There is quite a bit more prose here than in the 1980s volume, helpful as I am less familiar with the period.  Some prominent figures who feature in multiple cartoons are lost in the mists of history now, remembered perhaps only by their hometowns.   President Eisenhower comes in for quite a bit of ribbing, but his treatment is gentle compared to that of Vice President Nixon, who is depicted as crawling out of a sewer.

The John Q. Public figure is seen quite frequently in these Fifties cartoons, a short, bespectacled fellow who is much put upon.  He seems to have vanished by the 1980s, replaced by more varied civilians.   Also a frequent visitor to the editorial page is Atomic War, a stylized atomic bomb wearing the helmet of Ares.  He’s usually grinning menacingly, always ready to threaten.
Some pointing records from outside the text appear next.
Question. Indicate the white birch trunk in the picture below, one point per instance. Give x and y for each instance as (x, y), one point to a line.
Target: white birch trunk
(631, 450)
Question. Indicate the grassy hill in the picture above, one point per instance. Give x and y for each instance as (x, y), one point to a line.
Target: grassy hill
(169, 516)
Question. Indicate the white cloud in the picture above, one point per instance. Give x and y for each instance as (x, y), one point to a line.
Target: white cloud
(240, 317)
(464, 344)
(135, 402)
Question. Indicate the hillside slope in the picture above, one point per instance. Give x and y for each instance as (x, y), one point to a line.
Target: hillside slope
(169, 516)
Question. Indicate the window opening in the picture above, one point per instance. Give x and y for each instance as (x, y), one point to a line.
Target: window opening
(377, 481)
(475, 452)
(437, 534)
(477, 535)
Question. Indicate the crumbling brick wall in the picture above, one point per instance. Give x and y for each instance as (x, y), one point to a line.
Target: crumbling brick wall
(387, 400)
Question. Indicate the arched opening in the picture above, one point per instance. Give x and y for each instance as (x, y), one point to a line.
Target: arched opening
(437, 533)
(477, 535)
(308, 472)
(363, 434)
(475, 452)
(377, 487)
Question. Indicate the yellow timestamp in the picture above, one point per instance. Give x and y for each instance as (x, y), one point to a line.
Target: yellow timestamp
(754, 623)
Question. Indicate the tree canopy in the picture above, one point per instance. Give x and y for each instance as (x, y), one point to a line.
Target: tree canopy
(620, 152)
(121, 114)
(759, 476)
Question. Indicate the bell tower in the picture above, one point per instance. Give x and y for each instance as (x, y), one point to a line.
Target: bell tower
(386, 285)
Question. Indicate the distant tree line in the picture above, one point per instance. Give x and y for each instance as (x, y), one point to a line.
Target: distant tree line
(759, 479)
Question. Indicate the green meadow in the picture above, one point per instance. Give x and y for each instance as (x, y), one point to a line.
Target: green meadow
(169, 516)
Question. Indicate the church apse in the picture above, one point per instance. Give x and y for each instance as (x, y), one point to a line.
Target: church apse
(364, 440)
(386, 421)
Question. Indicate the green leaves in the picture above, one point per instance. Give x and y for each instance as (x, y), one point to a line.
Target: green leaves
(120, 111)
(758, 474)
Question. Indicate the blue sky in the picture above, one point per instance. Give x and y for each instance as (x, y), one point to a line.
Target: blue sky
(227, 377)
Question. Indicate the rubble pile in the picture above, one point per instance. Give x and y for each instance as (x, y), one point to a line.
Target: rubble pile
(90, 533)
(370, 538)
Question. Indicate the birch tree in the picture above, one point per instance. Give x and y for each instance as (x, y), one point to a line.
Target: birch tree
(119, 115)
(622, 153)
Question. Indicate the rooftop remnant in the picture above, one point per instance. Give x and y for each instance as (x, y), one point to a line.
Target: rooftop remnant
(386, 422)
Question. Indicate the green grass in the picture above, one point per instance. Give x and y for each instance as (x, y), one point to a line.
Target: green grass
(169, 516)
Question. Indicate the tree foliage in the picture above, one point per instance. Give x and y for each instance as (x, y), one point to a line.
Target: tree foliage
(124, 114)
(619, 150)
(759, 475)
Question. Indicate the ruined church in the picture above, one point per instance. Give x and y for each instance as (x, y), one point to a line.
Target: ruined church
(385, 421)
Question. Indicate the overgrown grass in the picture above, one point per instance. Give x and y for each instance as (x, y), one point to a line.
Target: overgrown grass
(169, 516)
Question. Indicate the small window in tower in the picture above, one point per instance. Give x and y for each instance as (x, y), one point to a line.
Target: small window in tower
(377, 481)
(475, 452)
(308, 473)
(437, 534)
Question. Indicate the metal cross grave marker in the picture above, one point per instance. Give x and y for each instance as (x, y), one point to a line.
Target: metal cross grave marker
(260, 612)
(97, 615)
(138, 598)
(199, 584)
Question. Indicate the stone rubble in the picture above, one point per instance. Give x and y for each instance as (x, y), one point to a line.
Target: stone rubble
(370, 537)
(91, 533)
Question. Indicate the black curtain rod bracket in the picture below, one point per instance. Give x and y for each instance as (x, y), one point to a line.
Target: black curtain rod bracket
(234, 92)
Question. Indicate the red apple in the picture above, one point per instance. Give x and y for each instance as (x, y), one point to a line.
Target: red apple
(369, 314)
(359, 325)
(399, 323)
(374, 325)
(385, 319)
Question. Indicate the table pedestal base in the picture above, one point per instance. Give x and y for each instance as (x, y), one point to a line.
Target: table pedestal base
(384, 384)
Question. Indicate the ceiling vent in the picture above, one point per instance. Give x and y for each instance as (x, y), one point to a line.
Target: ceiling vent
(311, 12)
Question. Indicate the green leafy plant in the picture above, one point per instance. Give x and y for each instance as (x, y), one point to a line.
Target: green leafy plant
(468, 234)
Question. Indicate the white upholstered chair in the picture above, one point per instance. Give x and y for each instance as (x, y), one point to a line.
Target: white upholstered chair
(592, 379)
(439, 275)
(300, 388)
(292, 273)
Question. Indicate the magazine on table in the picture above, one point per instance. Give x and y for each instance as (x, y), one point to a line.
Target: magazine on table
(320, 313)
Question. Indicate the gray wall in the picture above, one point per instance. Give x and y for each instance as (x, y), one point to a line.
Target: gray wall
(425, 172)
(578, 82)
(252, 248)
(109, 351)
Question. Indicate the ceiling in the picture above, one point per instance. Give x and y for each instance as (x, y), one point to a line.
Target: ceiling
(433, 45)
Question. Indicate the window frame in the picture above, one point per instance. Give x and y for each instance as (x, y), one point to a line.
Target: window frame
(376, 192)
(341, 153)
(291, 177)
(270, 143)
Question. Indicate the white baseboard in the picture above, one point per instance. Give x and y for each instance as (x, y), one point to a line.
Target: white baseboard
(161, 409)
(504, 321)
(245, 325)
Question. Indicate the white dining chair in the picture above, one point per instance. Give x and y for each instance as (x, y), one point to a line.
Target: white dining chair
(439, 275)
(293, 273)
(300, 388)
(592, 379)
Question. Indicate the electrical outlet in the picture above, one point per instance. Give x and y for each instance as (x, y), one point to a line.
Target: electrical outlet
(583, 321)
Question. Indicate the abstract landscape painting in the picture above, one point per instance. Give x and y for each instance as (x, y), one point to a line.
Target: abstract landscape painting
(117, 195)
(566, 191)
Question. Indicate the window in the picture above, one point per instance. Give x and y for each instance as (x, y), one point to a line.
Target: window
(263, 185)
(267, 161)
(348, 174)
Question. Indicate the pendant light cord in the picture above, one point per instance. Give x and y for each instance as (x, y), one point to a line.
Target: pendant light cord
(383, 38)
Of resonance to today’s situation are the cartoons on the refugee crisis, thousands still displaced after World War Two, and the U.S. only allowing in a trickle–and under great suspicion at that.

Copyright 1955 by Herbert Block.
Copyright 1955 by Herbert Block.

The Soviet Union was considered a huge threat, and so was covered in detail as well–but Herblock reminds us that he has no inside information, so his depictions may be highly misleading as to what was actually going on inside the U.S.S.R.  There’s also some commentary on the U.S. habit of  supporting dictators and other unpleasant people in the name of containing Communism–this would come home to roost many times in the coming decades.

There’s surprisingly little on the civil rights struggle, only mentioned as part of a broader concern for American’s freedoms under the Constitution.

This one will probably be a bit harder to find, but highly recommended for fans of editorial cartooning, and those wanting a window into the early 1950s.